The partners are keeping those steak prices within what the market will bear, hoping to maintain a pretty loyal customer following as they enter their second year in business.
“We don’t want to scare them away,” Billeter said. “We still have the same prices on this menu as we did on the last one.”
Billeter said he’s heard rumors that pork prices will go up into next year, and he hopes that will help level out the rise in the price of beef.
But chicken? Chicken seems to be the more reliably priced protein staple, mainly because poultry’s growth period is a fraction of a larger animal’s.
“Chicken seems to be the life-saving protein while we ride this out, however long that may be,” Billeter said.
With a commodities market in such an upward spiral, running a restaurant and setting prices is bound to be tricky.
“Any time you have a commodity increase, especially in protein, it’s a challenge to the bottom line because you don’t want to gouge the customer,” Billeter noted. “We’re here for the community and we’ll do whatever we can to maintain the pricing at this restaurant.”
The locally grown angle has some lift, too, as customers look for meat choices that are guaranteed not to have hormones and antibiotics.

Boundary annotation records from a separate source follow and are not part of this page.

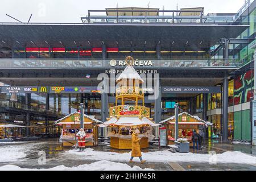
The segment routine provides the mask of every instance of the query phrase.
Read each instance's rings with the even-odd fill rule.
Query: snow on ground
[[[0,167],[0,171],[141,171],[139,167],[133,167],[126,164],[114,163],[108,160],[98,161],[89,164],[82,164],[76,167],[67,167],[64,165],[58,166],[51,168],[35,169],[22,168],[15,165],[6,165]],[[144,170],[152,170],[145,168]]]
[[[0,145],[0,162],[15,162],[26,156],[26,153],[44,142]],[[6,143],[5,143],[6,144]]]
[[[150,152],[142,152],[142,158],[151,162],[195,162],[195,163],[243,163],[256,164],[256,156],[245,154],[238,151],[228,151],[216,155],[193,153],[172,153],[170,151],[163,150]],[[131,156],[131,152],[117,153],[94,150],[91,148],[85,148],[84,152],[77,152],[75,150],[66,151],[63,155],[69,156],[74,159],[90,159],[95,160],[108,160],[115,162],[127,162]],[[134,161],[138,162],[138,158]]]

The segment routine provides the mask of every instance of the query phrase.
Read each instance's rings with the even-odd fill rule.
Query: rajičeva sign
[[[221,93],[220,86],[162,86],[163,93]]]

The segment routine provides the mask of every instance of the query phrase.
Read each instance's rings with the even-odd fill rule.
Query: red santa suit
[[[79,148],[84,148],[85,147],[85,135],[80,135],[78,136]]]
[[[79,148],[84,148],[85,147],[85,136],[86,134],[83,129],[80,130],[76,134],[78,139]]]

In Pocahontas County, Stompin’ Crick Farms offers locally grown beef, pork and lamb.
Farm owner and Marlinton Middle School principal Joe Riley said locally grown beef will eventually match the feedlot variety in price.
“If I slaughter it, I lose 50 percent of the weight,” Riley said. “It’s hard to readjust prices. A lot of times, it’s just shooting in the dark.”

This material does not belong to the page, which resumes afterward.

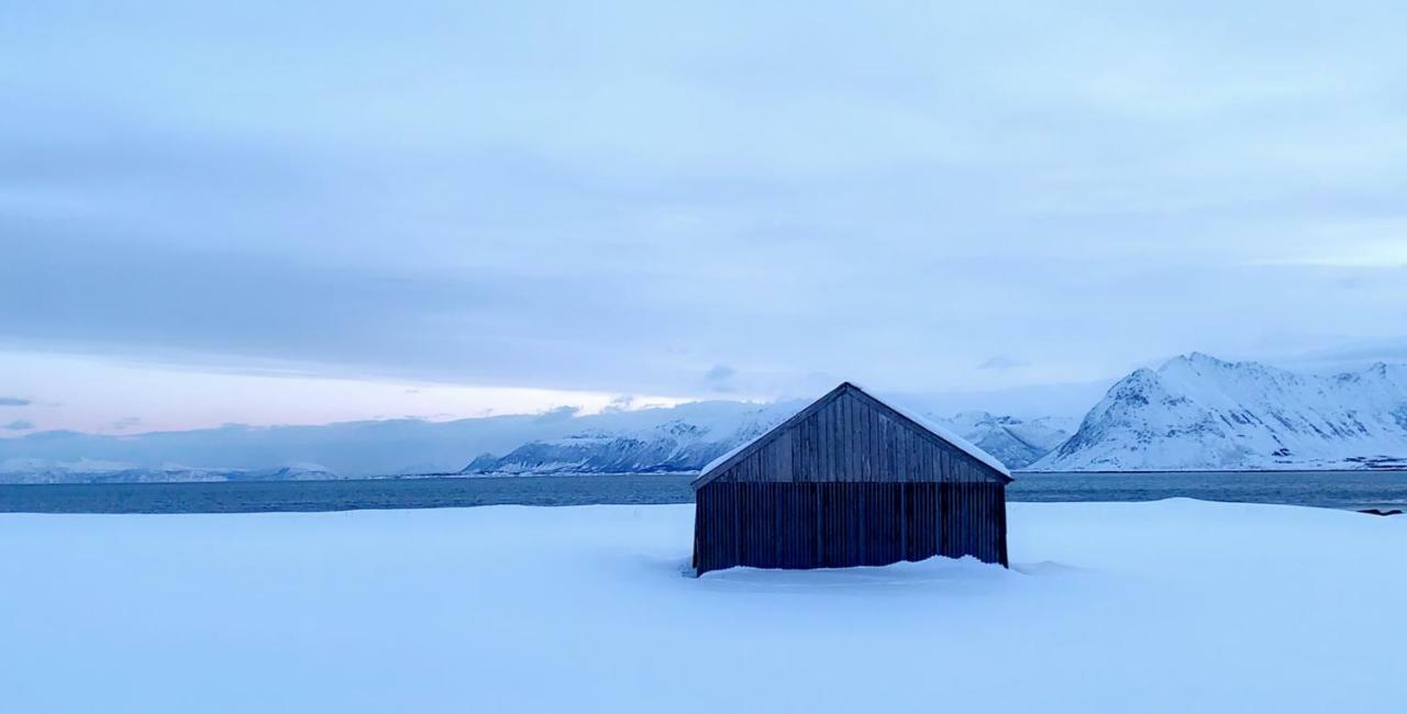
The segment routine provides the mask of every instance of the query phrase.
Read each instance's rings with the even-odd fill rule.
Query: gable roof
[[[699,486],[708,483],[709,481],[713,481],[720,474],[723,474],[725,471],[727,471],[729,468],[732,468],[733,464],[736,464],[736,462],[747,458],[754,451],[757,451],[763,446],[765,446],[770,441],[772,441],[774,439],[777,439],[779,434],[782,434],[787,430],[792,429],[794,426],[796,426],[798,423],[803,422],[810,415],[819,412],[826,405],[829,405],[830,402],[834,402],[836,399],[839,399],[841,395],[846,395],[846,394],[854,394],[854,395],[862,398],[864,401],[871,402],[872,406],[878,408],[879,410],[889,412],[889,416],[893,417],[893,419],[896,419],[898,422],[900,422],[900,423],[908,422],[912,427],[915,427],[916,431],[926,433],[926,434],[937,439],[938,441],[943,441],[947,446],[950,446],[953,448],[957,448],[958,451],[962,451],[967,455],[978,460],[979,462],[982,462],[983,465],[986,465],[992,471],[996,471],[1003,479],[1006,479],[1007,483],[1010,483],[1012,481],[1014,481],[1012,478],[1012,472],[1006,468],[1006,465],[1003,465],[1000,461],[998,461],[996,457],[993,457],[992,454],[988,454],[986,451],[983,451],[982,448],[979,448],[976,444],[968,441],[967,439],[962,439],[961,436],[953,433],[953,430],[946,429],[946,427],[934,423],[931,419],[927,419],[927,417],[919,415],[917,412],[910,412],[910,410],[903,409],[900,406],[895,406],[895,405],[891,405],[891,403],[888,403],[888,402],[885,402],[882,399],[878,399],[878,398],[875,398],[870,392],[861,389],[858,385],[855,385],[853,382],[840,382],[840,387],[836,387],[834,389],[832,389],[830,392],[827,392],[820,399],[816,399],[815,402],[812,402],[809,406],[806,406],[801,412],[796,412],[795,415],[792,415],[791,417],[788,417],[785,422],[782,422],[782,423],[774,426],[772,429],[764,431],[761,436],[753,439],[751,441],[740,444],[739,447],[733,448],[732,451],[729,451],[729,453],[726,453],[726,454],[723,454],[723,455],[720,455],[718,458],[715,458],[713,461],[711,461],[706,467],[704,467],[704,471],[699,472],[699,476],[694,479],[694,489],[696,491]]]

Riley said the farm’s 40 customers generally get a variety box of meat, containing all three products, but he also has customers who purchase only the ground versions of each.
He and his wife Sarah, and children, James, Kayla, Silas and Hazel, are all hands-on farmers, with the kids growing into farm chores as they age.
The crew at Stompin’ Crick butcher eight steers, a dozen hogs and 16 lambs each year, with most of their sales coming in the fall of the year. The freezers are all empty now, as sales for locally grown meats have increased moderately.
Lamb prices have been pretty steady, and Riley expects his favorite will remain priced as it is for some time to come.
“I just like it better,” he said. “It has more flavor.”